Classification as a Tool for Research

Classification as a Tool for Research
Author :
Publisher : Springer Science & Business Media
Total Pages : 825
Release :
ISBN-10 : 9783642107450
ISBN-13 : 3642107451
Rating : 4/5 (50 Downloads)

Synopsis Classification as a Tool for Research by : Hermann Locarek-Junge

Clustering and Classification, Data Analysis, Data Handling and Business Intelligence are research areas at the intersection of statistics, mathematics, computer science and artificial intelligence. They cover general methods and techniques that can be applied to a vast set of applications such as in business and economics, marketing and finance, engineering, linguistics, archaeology, musicology, biology and medical science. This volume contains the revised versions of selected papers presented during the 11th Biennial IFCS Conference and 33rd Annual Conference of the German Classification Society (Gesellschaft für Klassifikation - GfKl). The conference was organized in cooperation with the International Federation of Classification Societies (IFCS), and was hosted by Dresden University of Technology, Germany, in March 2009.

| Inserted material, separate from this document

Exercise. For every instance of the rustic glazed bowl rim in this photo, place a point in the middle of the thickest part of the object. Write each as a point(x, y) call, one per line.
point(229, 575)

Classification as a Tool of Research

Classification as a Tool of Research
Author :
Publisher : North Holland
Total Pages : 524
Release :
ISBN-10 : WISC:89013058078
ISBN-13 :
Rating : 4/5 (78 Downloads)

Synopsis Classification as a Tool of Research by : Classification Society. Meeting

This work contains a selection of papers presented at the meeting. The subjects covered include: Data analysis: Methods of scaling, Loglinear models, Correspondence analysis, Pattern recognition and discrimination, Analysis and aggregation of discrete structures, Measures of similarity and association. Numerical classification: Clustering methods, Robustness of methods, Fuzzy clustering, Statistical models. Concept analysis: Construction and reconstruction of concepts, Theories of characteristics and of definitions, Impact on artificial intelligence. Indexing languages and terminologies as information resources: Classification systems, Thesauri, Conceptual structure utilization, Identification of analogies. Software tools (especially on microcomputers): Availability of programs, Interfaces to data base systems, Information retrieval systems, Method base systems, Graphical representation, Comparisons of algorithms. Applications of classification examined here include economics, business administration, natural sciences, social science and humanities, chemistry research, library science, and linguistics. Contributors: P. Arabie, I. Balderjahn, P.M. Bentler, H.-H. Bock, I.

The Classification of Research

The Classification of Research
Author :
Publisher :
Total Pages : 200
Release :
ISBN-10 : UCAL:B5005095
ISBN-13 :
Rating : 4/5 (95 Downloads)

Synopsis The Classification of Research by : Oliver D. Hensley

Based on a selection of ten papers from the 1984 SRA Research Symposium in San Diego.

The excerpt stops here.